Following months of negotiation, the Ohio House today passed Senate Joint Resolution 5, bipartisan legislation that puts a constitutional amendment before voters in May to restrict congressional gerrymandering in the state. 


“Today’s actions are the result of an effort in compromise. Although nothing is perfect, I applaud the bipartisan effort the authors of this legislation intended to create a fair and solid framework to improve the structuring of congressional districts and form a better representation of Ohio’s voting citizens,” said state Rep. John Rogers (D-Mentor-on-the-Lake). “It is my hope Senate Joint Resolution 5 will allow our congressional districts to be more representative, more responsive and certainly less dysfunctional. There is always room for improvement at the federal level, and is my hope that this legislation will enable Ohio’s congressional delegation to improve their representation of our citizens and their interests.”

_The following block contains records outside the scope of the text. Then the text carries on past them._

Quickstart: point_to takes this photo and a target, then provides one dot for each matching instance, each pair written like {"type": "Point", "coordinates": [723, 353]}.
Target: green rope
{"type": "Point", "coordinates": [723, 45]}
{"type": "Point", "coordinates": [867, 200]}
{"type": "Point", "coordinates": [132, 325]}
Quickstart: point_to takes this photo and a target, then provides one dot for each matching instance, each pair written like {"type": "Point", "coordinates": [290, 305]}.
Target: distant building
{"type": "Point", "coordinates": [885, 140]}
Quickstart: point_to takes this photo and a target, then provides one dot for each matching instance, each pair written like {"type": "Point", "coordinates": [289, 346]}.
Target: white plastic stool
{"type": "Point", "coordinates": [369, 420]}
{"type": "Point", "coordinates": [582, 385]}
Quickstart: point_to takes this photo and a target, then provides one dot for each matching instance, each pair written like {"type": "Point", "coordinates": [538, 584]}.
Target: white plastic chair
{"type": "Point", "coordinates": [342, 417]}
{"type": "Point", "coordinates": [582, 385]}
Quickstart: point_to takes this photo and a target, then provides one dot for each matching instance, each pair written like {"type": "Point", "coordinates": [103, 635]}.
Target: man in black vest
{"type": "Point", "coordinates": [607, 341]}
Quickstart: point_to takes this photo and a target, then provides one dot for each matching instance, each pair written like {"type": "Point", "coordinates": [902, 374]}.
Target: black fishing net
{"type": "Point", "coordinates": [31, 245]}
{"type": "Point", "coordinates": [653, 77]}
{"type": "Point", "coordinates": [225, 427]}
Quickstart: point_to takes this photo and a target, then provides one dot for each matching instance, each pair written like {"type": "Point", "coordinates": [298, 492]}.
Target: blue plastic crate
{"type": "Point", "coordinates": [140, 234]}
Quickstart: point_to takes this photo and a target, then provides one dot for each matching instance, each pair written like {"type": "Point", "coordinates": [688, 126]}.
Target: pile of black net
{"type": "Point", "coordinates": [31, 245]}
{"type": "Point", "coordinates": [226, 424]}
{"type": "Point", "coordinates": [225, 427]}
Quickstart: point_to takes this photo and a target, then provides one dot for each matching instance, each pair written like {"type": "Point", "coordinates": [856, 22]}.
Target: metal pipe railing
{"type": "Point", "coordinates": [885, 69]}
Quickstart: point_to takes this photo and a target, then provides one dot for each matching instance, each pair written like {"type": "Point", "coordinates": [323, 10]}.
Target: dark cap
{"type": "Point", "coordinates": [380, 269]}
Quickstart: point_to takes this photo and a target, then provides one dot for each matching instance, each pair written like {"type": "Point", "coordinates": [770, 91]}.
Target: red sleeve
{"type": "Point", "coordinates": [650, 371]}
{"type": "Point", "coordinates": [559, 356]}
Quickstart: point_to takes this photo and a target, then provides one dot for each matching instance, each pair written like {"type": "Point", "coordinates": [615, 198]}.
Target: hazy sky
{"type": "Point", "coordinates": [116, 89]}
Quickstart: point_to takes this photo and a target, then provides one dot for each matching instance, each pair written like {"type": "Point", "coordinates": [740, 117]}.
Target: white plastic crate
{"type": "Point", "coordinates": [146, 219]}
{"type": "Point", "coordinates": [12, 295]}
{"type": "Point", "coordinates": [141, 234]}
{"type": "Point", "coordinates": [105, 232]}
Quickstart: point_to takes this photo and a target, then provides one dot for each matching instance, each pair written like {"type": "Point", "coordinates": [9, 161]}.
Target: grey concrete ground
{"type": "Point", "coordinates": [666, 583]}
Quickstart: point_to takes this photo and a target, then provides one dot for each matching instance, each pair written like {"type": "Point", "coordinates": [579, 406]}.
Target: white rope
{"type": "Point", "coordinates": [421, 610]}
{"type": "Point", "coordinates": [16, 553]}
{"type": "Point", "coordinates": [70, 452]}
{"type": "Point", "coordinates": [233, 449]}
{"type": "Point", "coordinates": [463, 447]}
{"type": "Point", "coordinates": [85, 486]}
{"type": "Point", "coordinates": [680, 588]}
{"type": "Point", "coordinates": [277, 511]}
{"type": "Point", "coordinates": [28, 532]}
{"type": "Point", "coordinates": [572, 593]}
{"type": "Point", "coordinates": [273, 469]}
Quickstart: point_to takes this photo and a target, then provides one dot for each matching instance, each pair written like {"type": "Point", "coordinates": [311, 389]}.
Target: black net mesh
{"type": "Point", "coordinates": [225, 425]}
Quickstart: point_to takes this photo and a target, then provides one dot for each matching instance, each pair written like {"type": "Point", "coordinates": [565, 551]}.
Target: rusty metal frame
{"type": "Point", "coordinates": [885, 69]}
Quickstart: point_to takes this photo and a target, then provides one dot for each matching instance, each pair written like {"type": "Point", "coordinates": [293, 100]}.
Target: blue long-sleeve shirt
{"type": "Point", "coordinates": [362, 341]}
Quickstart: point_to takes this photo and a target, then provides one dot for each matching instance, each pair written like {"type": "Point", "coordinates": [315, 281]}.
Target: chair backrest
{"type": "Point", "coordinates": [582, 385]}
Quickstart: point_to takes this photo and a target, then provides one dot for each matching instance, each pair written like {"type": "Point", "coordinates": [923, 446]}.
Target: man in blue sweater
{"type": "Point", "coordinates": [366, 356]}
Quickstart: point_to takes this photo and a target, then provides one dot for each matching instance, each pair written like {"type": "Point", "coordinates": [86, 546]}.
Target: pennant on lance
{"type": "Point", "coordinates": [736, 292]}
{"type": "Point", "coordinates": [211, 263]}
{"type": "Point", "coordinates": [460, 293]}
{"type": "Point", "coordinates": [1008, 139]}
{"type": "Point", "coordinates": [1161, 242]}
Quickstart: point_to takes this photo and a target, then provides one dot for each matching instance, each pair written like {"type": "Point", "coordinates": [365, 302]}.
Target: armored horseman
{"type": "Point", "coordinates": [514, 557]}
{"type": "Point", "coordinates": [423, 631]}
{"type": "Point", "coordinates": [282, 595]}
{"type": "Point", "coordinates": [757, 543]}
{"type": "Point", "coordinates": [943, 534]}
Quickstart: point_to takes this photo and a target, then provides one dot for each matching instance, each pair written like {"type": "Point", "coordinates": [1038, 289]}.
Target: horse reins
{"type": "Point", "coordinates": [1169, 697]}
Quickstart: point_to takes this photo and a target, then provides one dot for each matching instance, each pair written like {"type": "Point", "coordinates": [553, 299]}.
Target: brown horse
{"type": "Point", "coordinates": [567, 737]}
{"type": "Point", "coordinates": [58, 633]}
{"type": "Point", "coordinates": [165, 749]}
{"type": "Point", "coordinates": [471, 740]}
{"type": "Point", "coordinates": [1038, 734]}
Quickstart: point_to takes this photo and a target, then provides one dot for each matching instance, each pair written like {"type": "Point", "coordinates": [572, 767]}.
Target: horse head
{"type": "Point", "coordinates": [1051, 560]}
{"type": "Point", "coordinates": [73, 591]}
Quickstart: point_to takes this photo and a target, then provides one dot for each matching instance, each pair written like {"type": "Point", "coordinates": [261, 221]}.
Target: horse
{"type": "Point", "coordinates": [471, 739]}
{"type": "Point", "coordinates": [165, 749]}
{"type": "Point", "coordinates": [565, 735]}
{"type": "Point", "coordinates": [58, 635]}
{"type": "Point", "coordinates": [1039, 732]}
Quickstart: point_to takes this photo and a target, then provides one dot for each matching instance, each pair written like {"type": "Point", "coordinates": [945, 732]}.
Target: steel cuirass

Democratic House expressed concerns over several parts of the proposed plan that they see as loopholes that, in extreme cases, could still allow partisan congressional district rigging. Ultimately, most Democrats still supported the final language in the resolution.


If approved by voters in May, the reform plan will be the first time fairness criteria for congressional districts will be included in the state’s constitution. Included among the plan’s changes are the right for a citizen-led referendum on any map, the governor’s authority to veto a map, requirements to limit community and county splits, and bipartisanship requirements for a 10-year map.